Players hate being judged for their career choices but it's inevitable that it will happen and around the country, there will be knowledgeable heads nodding slowly to signal that they feel Tuipulotu has made a wise decision.

Something happened last year to Tuipulotu. It was almost as if he had an epiphany of sorts, saw a way to transform himself from a talented but inconsistent performer into a genuinely dominating, international class lock.



"In terms of flicking the switch, it is disappointing that it took me that long to understand things," he says. "I have probably had a longer learning curve than others.

"Early on in my career there were games where I would do one physical thing and then be silent for the rest of the game. But if you look at the top players, they dominate physically the whole game not just for one instance.

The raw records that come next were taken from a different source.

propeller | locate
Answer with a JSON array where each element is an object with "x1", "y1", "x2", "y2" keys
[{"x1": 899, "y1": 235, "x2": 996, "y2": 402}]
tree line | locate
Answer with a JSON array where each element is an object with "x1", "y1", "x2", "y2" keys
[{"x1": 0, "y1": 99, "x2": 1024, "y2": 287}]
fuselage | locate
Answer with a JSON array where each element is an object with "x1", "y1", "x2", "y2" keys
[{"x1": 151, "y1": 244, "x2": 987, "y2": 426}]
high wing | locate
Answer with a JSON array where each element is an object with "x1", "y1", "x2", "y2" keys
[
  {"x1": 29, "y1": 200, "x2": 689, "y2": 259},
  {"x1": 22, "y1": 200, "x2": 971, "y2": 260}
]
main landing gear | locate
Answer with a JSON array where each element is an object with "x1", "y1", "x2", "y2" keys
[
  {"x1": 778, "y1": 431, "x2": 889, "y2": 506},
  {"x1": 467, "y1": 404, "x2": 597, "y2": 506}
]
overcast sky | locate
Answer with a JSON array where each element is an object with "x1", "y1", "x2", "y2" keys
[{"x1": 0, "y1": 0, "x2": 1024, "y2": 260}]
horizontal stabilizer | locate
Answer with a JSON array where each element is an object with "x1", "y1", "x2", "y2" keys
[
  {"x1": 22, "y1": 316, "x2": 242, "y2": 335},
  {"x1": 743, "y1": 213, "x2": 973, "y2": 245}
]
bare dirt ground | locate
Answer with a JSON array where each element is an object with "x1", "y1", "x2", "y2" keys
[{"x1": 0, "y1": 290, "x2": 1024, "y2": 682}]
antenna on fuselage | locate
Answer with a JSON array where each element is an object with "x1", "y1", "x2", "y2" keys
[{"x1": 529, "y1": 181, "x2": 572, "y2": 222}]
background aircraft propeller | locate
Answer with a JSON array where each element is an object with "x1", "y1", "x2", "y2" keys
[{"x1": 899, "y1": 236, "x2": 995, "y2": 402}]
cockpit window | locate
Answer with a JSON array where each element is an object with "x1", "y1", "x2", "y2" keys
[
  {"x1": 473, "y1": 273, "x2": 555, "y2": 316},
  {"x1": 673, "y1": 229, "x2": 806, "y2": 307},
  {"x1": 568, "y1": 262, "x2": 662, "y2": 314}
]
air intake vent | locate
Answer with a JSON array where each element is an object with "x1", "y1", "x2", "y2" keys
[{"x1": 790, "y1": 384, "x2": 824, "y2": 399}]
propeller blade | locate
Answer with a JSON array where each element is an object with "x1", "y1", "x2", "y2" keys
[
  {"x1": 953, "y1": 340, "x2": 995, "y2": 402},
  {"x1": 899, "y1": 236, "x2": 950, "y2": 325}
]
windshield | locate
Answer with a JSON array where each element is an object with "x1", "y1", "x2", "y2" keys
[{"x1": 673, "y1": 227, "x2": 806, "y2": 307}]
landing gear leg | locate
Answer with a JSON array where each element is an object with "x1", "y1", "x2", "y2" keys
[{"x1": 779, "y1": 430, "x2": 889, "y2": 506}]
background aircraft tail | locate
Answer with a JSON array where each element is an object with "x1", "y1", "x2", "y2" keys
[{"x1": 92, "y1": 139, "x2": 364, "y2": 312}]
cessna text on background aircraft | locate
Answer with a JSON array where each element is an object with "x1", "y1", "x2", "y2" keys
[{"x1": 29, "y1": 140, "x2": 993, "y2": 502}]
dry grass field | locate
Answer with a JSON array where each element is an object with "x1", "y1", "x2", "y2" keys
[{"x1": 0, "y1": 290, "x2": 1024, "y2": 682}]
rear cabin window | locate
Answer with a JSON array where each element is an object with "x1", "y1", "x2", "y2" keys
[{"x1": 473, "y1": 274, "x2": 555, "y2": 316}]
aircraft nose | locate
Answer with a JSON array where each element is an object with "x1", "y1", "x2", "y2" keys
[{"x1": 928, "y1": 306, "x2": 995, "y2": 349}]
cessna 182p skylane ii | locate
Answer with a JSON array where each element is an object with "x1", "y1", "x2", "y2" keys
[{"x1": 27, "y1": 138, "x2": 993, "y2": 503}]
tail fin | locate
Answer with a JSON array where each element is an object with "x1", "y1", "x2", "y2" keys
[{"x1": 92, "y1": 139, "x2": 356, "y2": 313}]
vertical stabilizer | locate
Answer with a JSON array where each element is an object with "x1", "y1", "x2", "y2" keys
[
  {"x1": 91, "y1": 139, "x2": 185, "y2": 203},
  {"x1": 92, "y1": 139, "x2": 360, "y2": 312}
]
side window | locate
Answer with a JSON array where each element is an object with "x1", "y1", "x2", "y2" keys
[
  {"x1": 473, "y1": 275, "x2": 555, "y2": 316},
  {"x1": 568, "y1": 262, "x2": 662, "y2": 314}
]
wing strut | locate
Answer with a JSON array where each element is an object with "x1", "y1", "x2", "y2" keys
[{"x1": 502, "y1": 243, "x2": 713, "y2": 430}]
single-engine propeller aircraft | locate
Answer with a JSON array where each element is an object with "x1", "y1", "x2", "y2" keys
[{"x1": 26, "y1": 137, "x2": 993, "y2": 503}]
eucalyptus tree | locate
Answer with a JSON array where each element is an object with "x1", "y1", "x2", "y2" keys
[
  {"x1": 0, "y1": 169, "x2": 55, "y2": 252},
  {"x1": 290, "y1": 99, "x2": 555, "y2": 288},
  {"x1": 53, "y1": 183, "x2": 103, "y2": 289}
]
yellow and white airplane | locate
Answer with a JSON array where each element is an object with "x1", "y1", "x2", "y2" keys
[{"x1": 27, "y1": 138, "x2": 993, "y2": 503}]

"The way I play rugby is to try to dominate my position. You see guys performing week in week out where they want to dominate and use what they have got and fight for every inch, I am still working on that. But it is something I enjoy - the big collisions."

He's got three years to work on it in New Zealand now and he's got absolute clarity about what he wants to achieve and how to do it.

He's a man on the rise. A player with the physical goods and now the mental desire and if he's well handled in the next three years, he'll climb up that national pecking order.

Tucked away, and certain to power him, is a fierce memory from Yokohama. Tuipulotu was on the bench that night and probably left there too long.

It hurt the All Blacks not injecting him earlier, but there is a delayed reward of sorts to collect from that mistake.

"That's something on my mind," says Tuipulotu. "I was sitting on the bench wondering when I was going to get on because I was getting an inch and thinking that if I got on I could make an impact straight away. I was hungry for it.

"That is something that drives me and motivates me to have another crack where I am not on the bench or pushing myself to not be on the bench.

"That opportunity has always been there to push. It has been up to me that if I really want it I now what I have to do.

"I have to play out of my skin and do that consistently and that will take care of itself. I have never thought 'he's better than me and this is what I will have to do to be better than him'.

"That's the thing you can only get so far being nice. Growing up my dad would never praise me that much and I think that is where I get it from. I would be happy with anything. You are playing professional sport and it's not going to be fair. It's cut throat so you have to take it as far as you can.

"You are allowed to be a different person when you play. Off the field you can be yourself and be humble again."